Que retenez-vous de cette longue aventure au cœur du système institutionnel et démocratique ?
Ce qui m’anime c’est la création, et surtout, proposer un film qui va amener du débat. « Vivre pour des idées » est un véritable projet militant mais tout en restant critique et en préservant une certaine neutralité. Ce projet de « démocratie délibérative », c’est un bébé qui vient de naître, il doit apprendre à grandir, à marcher et c’est super d’être à la base de cette initiative, d’y avoir cru. Parce qu’au départ, personne n’en voulait de ce projet. Ni les producteurs, ni la RTBF. On est parti Jérôme et moi, caméra à l’épaule et micro en bandoulière, et on s’est dit « on va voir si on peut suivre ces citoyens chez eux ». Ce qui m’intéressait, c’était de capter ces citoyens dans leur vie privée, dans leur ressenti, de vivre avec eux, de les filmer à hauteur d’homme, et de conter leur expérience de tirage au sort et de démocratie délibérative. J’aime beaucoup cette idée de la petite histoire qui rejoint la grande.
Pensez-vous l’avoir capturée cette convergence de la petite et de la grande histoire ?
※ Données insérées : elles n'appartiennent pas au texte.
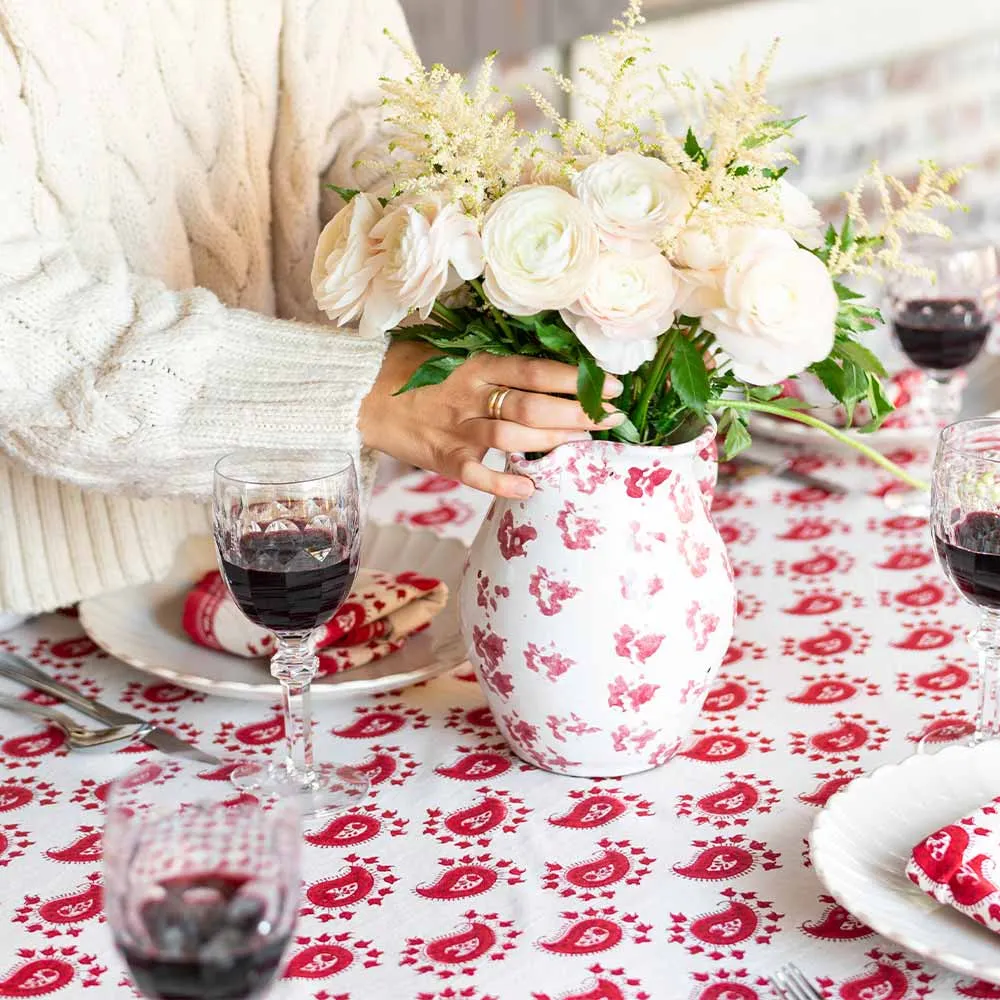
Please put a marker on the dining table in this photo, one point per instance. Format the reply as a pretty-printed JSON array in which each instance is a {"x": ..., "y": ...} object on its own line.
[{"x": 470, "y": 875}]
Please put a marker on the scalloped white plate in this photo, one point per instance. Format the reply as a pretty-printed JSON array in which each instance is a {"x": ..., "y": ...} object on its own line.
[
  {"x": 861, "y": 842},
  {"x": 142, "y": 625}
]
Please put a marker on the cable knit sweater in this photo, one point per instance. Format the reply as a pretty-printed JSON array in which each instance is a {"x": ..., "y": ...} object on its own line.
[{"x": 161, "y": 172}]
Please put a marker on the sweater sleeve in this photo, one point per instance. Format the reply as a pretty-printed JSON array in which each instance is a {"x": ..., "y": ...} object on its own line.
[{"x": 112, "y": 381}]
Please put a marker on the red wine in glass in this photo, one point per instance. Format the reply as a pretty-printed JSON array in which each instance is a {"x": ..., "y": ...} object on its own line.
[
  {"x": 289, "y": 580},
  {"x": 971, "y": 557},
  {"x": 210, "y": 941},
  {"x": 940, "y": 335}
]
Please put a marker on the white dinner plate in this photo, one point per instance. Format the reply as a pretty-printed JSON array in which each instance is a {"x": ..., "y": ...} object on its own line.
[
  {"x": 142, "y": 625},
  {"x": 862, "y": 839}
]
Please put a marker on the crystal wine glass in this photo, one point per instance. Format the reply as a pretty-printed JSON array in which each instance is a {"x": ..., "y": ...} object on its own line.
[
  {"x": 965, "y": 522},
  {"x": 288, "y": 534},
  {"x": 201, "y": 883},
  {"x": 941, "y": 319}
]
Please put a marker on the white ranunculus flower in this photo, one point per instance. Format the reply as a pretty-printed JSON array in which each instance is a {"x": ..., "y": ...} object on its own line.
[
  {"x": 424, "y": 248},
  {"x": 701, "y": 254},
  {"x": 800, "y": 214},
  {"x": 635, "y": 200},
  {"x": 779, "y": 308},
  {"x": 344, "y": 264},
  {"x": 628, "y": 303},
  {"x": 541, "y": 247}
]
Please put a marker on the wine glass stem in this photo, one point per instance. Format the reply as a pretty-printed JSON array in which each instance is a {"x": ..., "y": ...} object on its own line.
[
  {"x": 294, "y": 665},
  {"x": 986, "y": 639},
  {"x": 942, "y": 400}
]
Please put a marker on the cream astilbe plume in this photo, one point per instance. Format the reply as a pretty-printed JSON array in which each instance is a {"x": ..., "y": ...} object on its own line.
[
  {"x": 903, "y": 211},
  {"x": 733, "y": 155},
  {"x": 463, "y": 143},
  {"x": 619, "y": 92}
]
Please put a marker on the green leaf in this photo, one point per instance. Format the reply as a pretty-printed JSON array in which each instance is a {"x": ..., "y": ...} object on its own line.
[
  {"x": 558, "y": 340},
  {"x": 861, "y": 356},
  {"x": 693, "y": 149},
  {"x": 590, "y": 388},
  {"x": 844, "y": 293},
  {"x": 346, "y": 193},
  {"x": 432, "y": 372},
  {"x": 831, "y": 375},
  {"x": 689, "y": 376},
  {"x": 878, "y": 403},
  {"x": 855, "y": 388},
  {"x": 626, "y": 432},
  {"x": 418, "y": 331},
  {"x": 737, "y": 439}
]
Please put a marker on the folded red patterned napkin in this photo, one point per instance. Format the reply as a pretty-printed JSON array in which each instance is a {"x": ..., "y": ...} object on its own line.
[
  {"x": 380, "y": 614},
  {"x": 955, "y": 865}
]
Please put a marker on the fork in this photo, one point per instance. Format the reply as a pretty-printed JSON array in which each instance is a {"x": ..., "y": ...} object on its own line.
[
  {"x": 77, "y": 736},
  {"x": 789, "y": 983}
]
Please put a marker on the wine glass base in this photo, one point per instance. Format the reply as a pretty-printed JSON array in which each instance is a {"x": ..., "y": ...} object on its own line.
[{"x": 326, "y": 790}]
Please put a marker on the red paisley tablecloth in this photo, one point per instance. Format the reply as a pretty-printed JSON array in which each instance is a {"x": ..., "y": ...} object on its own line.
[{"x": 470, "y": 876}]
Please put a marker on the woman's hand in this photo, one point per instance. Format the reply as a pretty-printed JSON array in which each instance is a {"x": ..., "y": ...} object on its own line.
[{"x": 447, "y": 428}]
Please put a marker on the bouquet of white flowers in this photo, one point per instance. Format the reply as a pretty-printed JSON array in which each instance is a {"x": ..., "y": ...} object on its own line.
[{"x": 682, "y": 261}]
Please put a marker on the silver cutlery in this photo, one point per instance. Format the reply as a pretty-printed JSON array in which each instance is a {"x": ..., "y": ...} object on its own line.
[
  {"x": 77, "y": 736},
  {"x": 18, "y": 669},
  {"x": 745, "y": 468},
  {"x": 789, "y": 983}
]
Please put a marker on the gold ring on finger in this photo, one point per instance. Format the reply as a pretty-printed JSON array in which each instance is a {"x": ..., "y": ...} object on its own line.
[{"x": 495, "y": 405}]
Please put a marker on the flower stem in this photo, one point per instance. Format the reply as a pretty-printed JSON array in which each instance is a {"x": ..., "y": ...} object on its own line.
[
  {"x": 448, "y": 317},
  {"x": 806, "y": 418},
  {"x": 657, "y": 373}
]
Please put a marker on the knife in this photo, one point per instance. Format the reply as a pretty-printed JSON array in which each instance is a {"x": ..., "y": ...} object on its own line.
[
  {"x": 746, "y": 468},
  {"x": 16, "y": 668}
]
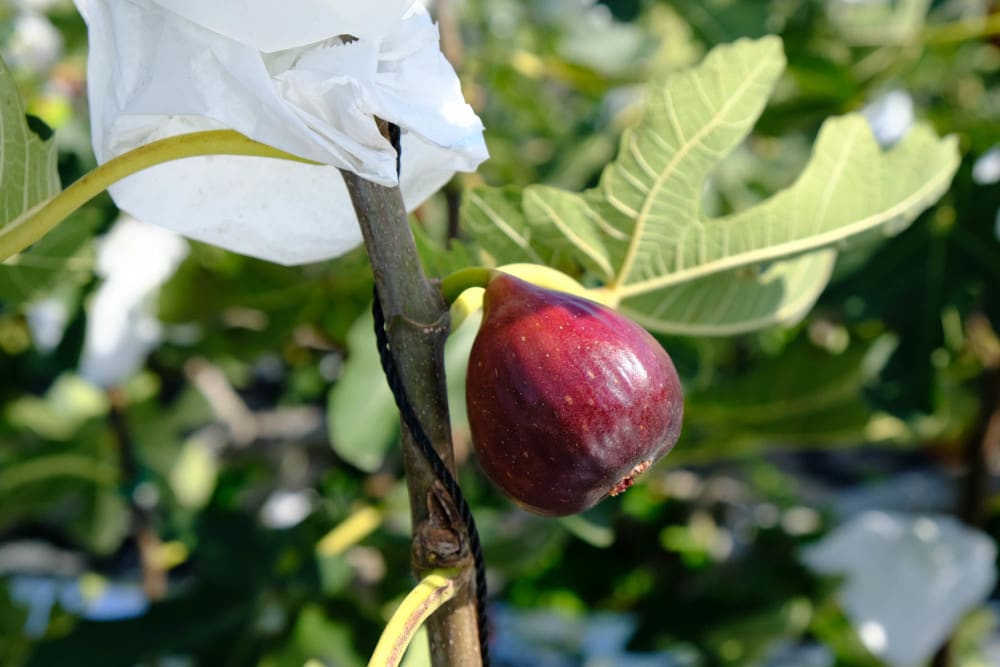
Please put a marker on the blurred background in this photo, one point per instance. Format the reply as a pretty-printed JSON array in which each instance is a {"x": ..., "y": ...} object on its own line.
[{"x": 198, "y": 454}]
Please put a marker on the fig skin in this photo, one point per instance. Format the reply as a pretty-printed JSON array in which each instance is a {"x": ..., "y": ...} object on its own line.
[{"x": 568, "y": 401}]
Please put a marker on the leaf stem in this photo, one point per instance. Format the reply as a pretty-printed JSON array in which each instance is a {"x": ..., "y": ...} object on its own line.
[
  {"x": 427, "y": 597},
  {"x": 41, "y": 219}
]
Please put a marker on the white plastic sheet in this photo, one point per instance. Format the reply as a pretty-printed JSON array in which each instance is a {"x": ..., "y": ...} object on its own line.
[{"x": 306, "y": 76}]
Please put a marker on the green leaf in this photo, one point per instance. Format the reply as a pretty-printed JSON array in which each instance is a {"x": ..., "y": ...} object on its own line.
[
  {"x": 642, "y": 232},
  {"x": 805, "y": 396},
  {"x": 362, "y": 412},
  {"x": 28, "y": 174},
  {"x": 878, "y": 23},
  {"x": 363, "y": 418}
]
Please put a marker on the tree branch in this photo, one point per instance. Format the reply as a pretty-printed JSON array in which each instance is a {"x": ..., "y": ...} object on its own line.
[{"x": 417, "y": 328}]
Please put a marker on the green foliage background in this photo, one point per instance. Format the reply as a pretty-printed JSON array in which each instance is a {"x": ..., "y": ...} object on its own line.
[{"x": 890, "y": 360}]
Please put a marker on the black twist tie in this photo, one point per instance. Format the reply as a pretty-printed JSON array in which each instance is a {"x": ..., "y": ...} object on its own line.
[{"x": 438, "y": 467}]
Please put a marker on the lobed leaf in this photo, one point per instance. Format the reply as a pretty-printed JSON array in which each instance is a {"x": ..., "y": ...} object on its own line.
[{"x": 642, "y": 232}]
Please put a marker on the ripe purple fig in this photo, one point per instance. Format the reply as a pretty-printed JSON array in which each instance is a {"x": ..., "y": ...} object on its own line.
[{"x": 568, "y": 401}]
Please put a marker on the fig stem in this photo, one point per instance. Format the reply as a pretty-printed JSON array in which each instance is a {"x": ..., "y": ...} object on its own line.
[
  {"x": 417, "y": 327},
  {"x": 455, "y": 283}
]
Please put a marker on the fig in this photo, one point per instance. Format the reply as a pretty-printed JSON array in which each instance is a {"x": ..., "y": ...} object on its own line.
[{"x": 568, "y": 401}]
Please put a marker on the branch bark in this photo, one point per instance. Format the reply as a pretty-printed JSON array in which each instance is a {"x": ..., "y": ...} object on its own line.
[{"x": 417, "y": 327}]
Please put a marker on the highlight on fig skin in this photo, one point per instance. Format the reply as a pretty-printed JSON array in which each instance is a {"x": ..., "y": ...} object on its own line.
[{"x": 568, "y": 401}]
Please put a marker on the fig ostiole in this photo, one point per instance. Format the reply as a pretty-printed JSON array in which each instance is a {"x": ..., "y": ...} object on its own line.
[{"x": 568, "y": 401}]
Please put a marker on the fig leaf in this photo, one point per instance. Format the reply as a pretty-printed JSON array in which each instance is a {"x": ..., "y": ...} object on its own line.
[{"x": 642, "y": 233}]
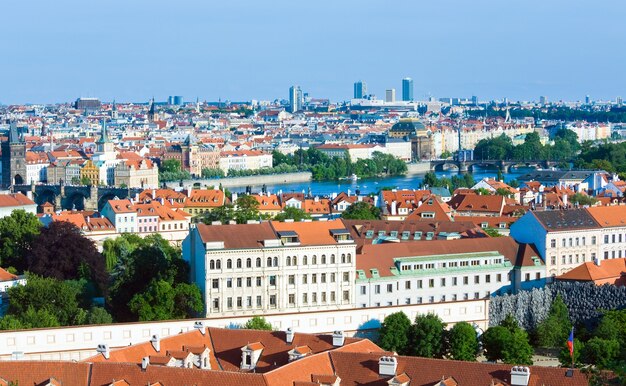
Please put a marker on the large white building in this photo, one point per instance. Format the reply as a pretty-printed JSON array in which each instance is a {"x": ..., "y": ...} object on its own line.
[
  {"x": 252, "y": 269},
  {"x": 445, "y": 271},
  {"x": 568, "y": 238}
]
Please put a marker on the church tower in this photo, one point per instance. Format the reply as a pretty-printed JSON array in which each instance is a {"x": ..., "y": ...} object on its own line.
[
  {"x": 151, "y": 111},
  {"x": 13, "y": 158},
  {"x": 104, "y": 145}
]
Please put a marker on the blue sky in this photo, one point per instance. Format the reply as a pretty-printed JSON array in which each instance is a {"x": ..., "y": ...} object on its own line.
[{"x": 131, "y": 50}]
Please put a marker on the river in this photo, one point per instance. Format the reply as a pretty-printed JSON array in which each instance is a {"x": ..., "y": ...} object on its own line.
[{"x": 372, "y": 185}]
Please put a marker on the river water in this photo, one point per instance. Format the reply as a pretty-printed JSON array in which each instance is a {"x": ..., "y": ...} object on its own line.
[{"x": 372, "y": 185}]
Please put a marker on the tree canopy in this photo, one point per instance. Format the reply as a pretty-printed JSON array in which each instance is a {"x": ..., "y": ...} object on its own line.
[
  {"x": 395, "y": 333},
  {"x": 361, "y": 210},
  {"x": 258, "y": 323},
  {"x": 18, "y": 231}
]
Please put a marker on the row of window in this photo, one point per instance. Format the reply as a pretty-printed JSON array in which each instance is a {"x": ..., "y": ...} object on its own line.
[
  {"x": 577, "y": 241},
  {"x": 577, "y": 258},
  {"x": 446, "y": 264},
  {"x": 433, "y": 299},
  {"x": 345, "y": 258},
  {"x": 273, "y": 262},
  {"x": 443, "y": 282},
  {"x": 241, "y": 302}
]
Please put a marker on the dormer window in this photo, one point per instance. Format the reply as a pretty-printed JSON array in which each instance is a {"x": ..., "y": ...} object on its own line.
[
  {"x": 289, "y": 238},
  {"x": 341, "y": 235}
]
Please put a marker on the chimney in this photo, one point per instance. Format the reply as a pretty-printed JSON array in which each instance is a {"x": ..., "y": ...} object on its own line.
[
  {"x": 289, "y": 335},
  {"x": 104, "y": 350},
  {"x": 338, "y": 338},
  {"x": 387, "y": 366},
  {"x": 520, "y": 376},
  {"x": 198, "y": 325},
  {"x": 156, "y": 343}
]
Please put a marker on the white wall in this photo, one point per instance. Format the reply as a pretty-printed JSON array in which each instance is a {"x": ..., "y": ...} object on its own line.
[{"x": 77, "y": 343}]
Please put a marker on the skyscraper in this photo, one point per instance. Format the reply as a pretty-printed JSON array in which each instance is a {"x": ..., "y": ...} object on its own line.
[
  {"x": 390, "y": 95},
  {"x": 360, "y": 89},
  {"x": 295, "y": 99},
  {"x": 407, "y": 89}
]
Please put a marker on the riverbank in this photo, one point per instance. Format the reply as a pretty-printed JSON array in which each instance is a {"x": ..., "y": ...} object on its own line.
[
  {"x": 418, "y": 168},
  {"x": 236, "y": 182}
]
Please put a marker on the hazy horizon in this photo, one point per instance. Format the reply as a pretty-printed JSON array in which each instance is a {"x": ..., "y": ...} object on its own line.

Ce qui m’a frappé, c’est que quasi tous les citoyens qui ont participé à cette aventure m’ont dit à l’issue du tournage: « on ne votera plus de la même manière ». J’ai l’utopie de travailler au jour le jour à un monde meilleur avec mes amis, ma famille et dans mes films. C’est donc une piste cette démocratie délibérative mais il y a encore du boulot. Et puis, bosser notamment avec le GSARA, c’était primordial pour moi. Parce que le but de ce projet, ce sont des projections dans les écoles, les centres culturels ou les maisons de jeunes pour créer du débat. C’est d’autant plus important qu’on en parle très peu de la « démocratie délibérative », parce que c’est un sujet qui n’est pas du tout sexy. Je voulais raconter une histoire et ne pas faire un énième film institutionnel rasoir. C’est notre grande réussite je pense.
1Écrivain, historien, archéologue et anthropologue belge. En 2011-2012, il fut l’un des initiateurs et animateurs du G1000, une initiative rassemblant un millier de Belges des deux communautés linguistiques principales, à la recherche d’une autre organisation de la démocratie dans le pays.